Scaffold 2.0 fails to run examples from Crymble ch11?

summary: I get null results when executing the examples from http://niche-canada.org/member-projects/zotero-guide/chapter11.html with Scaffold 2.0, though the examples from previous pages work. How to fix, debug, report bug, etc?

details:

I've been using Zotero for over a year, but have not previously documented or developed for it. I'm currently using Zotero 2.0.3 on Firefox 3.5.9 on Ubuntu 9.10. I recently tried to pull in an article from a journal for which there is no translator. After some search, I found Adam Crymble's "How to Write a Zotero Translator"

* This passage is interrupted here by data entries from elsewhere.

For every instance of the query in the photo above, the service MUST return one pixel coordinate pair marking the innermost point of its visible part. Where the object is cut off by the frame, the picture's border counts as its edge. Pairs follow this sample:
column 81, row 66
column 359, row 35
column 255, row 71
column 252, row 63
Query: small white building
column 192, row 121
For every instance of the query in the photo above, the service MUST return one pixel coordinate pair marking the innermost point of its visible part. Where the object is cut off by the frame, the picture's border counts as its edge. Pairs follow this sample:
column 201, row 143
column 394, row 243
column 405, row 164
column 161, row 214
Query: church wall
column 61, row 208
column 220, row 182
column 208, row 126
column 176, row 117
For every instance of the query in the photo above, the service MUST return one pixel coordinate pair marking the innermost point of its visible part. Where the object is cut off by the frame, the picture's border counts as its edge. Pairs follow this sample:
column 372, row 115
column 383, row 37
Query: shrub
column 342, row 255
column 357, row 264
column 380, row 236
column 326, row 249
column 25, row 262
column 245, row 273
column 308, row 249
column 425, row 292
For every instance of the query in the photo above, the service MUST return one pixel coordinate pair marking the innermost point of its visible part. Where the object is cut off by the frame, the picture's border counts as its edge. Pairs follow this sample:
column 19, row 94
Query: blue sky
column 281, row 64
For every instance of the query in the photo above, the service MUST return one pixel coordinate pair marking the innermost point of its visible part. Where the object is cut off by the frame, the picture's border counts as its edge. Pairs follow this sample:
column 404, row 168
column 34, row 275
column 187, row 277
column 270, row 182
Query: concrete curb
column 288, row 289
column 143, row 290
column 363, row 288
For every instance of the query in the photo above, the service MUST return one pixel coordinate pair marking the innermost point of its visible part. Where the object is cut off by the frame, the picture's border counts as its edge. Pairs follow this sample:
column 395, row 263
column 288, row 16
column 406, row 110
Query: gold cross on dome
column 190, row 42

http://niche-canada.org/member-projects/zotero-guide/chapter1.html

(aka HWZT) to be generally acclaimed the best guide to writing a simple screenscraping translator ... except that it hasn't been maintained, and the tools it references are either downlevel (Scaffold 1.0) or orphaned (Solvent 2.0). So I've started a wiki page

http://www.zotero.org/support/dev/how_to_write_a_zotero_translator_plusplus

(aka HWZT++) that aspires to update and wikify HWZT. For the moment, it is merely a list of deltas to HWZT, organized by HWZT page: crude, but quick and avoids rights issues. The main differences are

* Scaffold 1.0 -> Scaffold 2.0
* Solvent -> DOM Inspector + XPather
* saving the first sample page locally, and working on the local copy

(see HWZT++ for justifications). This has worked well for the first 10 HWZT chapters/webpages: i.e. for that material I can

* browse the local sample page with DOM Inspector + XPather
* execute HWZT's Javascript examples in Scaffold 2.0

However execution of the examples in

http://niche-canada.org/member-projects/zotero-guide/chapter11.html

give null output. I.e. if I

0 in uplevel Firefox, install add-ons

* Scaffold 2.0 from
http://bitbucket.org/rmzelle/scaffold/downloads

* latest DOM Inspector and XPather from
https://addons.mozilla.org/en-US/firefox/

and restart.

1 save http://niche-canada.org/member-projects/zotero-guide/sample1.html to /tmp/HWZTsamples/sample1.html

2 open file:///tmp/HWZTsamples/sample1.html in FF

3 open Scaffold 2.0 (Tools>Scaffold) on file:///tmp/HWZTsamples/sample1.html

4 in tab=Metadata, set
Label=foo
Creator=bar
Target=file:///tmp/HWZTsamples/
and hit button="Test Regex", I get result=

> 18:06:54 ===>true<===(boolean)

5 switch to tab=Code and enter in the input text/frame (on the left) this code (goto

http://niche-canada.org/member-projects/zotero-guide/chapter11.html

and search on text="Example 11.5", and combine that code with Example 11.6)

// start code
function detectWeb(doc, url) {
var namespace = doc.documentElement.namespaceURI;
var nsResolver = namespace ? function(prefix) {
if (prefix == "x" ) return namespace; else return null;
} : null;
var myXPath = '//td[1]';
var myXPathObject = doc.evaluate(myXPath, doc, nsResolver, XPathResult.ANY_TYPE, null); }
Zotero.debug(myXPathObject);
// stop code

then hit icon=thunderbolt

Expected result: text in the output text/frame (on the right) indicating

http://niche-canada.org/member-projects/zotero-guide/chapter11.html
> myXPathObject is now equivalent to a Simple Variable holding, in this case, "Title: "

Observed result: nothing.

What must I do to make this work? Alternatively,

* should I be discussing/reporting this in another venue?
* if a bug, what should I do to report it?
  • Tom,

    There is a discussion here of a new helper framework for building translators, built by Erik Hetzner:

    http://groups.google.com/group/zotero-dev/browse_thread/thread/2da920ae70b2ddf7

    When the framework is incorporated into Zotero, a streamlined syntax will be available for extracting content using xpath statements. Certainly one to watch.
  • Yes, http://e6h.org/~egh/hg/zotero-transfw looks interesting. However it doesn't solve my Scaffold problem :-)
  • The linked sample page comes up in FF 3.6.7 under Linux (jaunty) with extraneous non-ascii characters between every content character.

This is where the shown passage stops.